Reputation: 936
Im was trying to build an example from book Im reading about JBoss 5 (JBoss AS 5 Developmet), however even the code directly from the book simply does not work.
This is my interface:
@Remote
public interface Mailer {
public void sendMail(String aToEmailAddr,
String aSubject, String aBody);
}
This is EJB that implements this interface
@Stateless
@RemoteBinding(jndiBinding="remote/MailerEJB")
public class MailerBean implements Mailer {... }
And this is the client application which tries to lookup the bean.
public class MailClient {
public static void main(String[] args) throws Exception
{
InitialContext ctx = new InitialContext();
Mailer mailer = (Mailer) ctx.lookup("remote/MailerEJB");
}
}
When i try to run MailClient class ive got following exception
Exception in thread "main" javax.naming.NameNotFoundException: remote not bound
I also have jndi.properties file, which I added to the build path, and it looks like this>
java.naming.factory.initial=org.jnp.interfaces.NamingContextFactory
java.naming.provider.url=jnp://localhost:1099
java.naming.factory.url.pkgs=org.jnp.interfaces
Even in jmx-console I simply cant see remote/MailerEJB Bean.
Im using jboss-5.0.1.GA + JBDS + java 1.7.0
Can somebody help me out ?
Upvotes: 0
Views: 1208
Reputation: 1381
First of all you've to be sure that the EJB is properly deployed in the JBoss and the binding name it's given, so if you can't see the bean in the JNDIView of the JMX Console, it's surely a deployment problem.
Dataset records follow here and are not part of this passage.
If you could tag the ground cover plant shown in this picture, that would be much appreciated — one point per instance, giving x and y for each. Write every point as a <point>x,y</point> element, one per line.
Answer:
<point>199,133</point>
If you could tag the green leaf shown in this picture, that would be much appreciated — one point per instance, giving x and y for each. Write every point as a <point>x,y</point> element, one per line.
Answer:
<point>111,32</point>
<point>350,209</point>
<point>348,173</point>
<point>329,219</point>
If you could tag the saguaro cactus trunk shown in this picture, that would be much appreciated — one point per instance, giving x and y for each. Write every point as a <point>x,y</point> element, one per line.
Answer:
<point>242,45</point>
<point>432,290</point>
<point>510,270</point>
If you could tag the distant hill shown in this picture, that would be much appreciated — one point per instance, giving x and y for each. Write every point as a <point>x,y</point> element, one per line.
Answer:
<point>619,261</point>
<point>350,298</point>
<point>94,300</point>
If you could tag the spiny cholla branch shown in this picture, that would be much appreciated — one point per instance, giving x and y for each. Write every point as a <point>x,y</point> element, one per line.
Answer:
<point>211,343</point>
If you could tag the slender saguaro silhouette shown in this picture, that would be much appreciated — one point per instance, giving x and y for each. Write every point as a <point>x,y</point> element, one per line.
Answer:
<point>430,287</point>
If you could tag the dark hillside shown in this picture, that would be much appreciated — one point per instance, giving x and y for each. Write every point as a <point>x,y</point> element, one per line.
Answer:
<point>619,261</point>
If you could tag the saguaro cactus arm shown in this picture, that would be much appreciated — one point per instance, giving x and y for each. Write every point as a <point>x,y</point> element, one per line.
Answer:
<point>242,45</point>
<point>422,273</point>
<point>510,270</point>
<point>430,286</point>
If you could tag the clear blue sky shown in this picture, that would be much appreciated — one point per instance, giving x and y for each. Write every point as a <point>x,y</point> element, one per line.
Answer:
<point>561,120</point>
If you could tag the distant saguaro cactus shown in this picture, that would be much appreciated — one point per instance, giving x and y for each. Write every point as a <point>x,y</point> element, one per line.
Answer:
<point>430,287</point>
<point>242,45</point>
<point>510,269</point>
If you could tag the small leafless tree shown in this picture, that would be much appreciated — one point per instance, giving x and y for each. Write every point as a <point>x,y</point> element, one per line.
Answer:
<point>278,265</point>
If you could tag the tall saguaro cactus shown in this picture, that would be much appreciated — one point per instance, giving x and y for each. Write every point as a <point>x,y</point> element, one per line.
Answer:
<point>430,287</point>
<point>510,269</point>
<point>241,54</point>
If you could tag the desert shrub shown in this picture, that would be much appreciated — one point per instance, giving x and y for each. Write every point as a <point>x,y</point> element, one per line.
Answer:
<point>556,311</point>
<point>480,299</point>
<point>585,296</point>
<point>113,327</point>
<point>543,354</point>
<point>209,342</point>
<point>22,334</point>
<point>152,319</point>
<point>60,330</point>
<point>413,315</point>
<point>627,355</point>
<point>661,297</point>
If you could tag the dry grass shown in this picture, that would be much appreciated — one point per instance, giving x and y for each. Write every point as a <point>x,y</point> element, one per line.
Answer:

To be sure that it's correctly deployed you can check the JBoss logs in the moment of deploying the EJB (you ejb-jar or ear), look for a line similar to:
EJBBindingName - EJB3.x Default Remote Business Interface
In your case, if the binding you've defined is correct, it should be:
remote/MailerEJB - EJB3.x Default Remote Business Interface
This line indicates the real JNDI name that is given to the EJB, and it's the one you've to use in your remote calls.
On the other hand, try to remove the line between the annotations and the class definition:
@Stateless
@RemoteBinding(jndiBinding="remote/MailerEJB")
public class MailerBean implements Mailer {... }
Moreover in this post you can find specific instructions about how to make a remote call to an EJB from a simple command line Java program.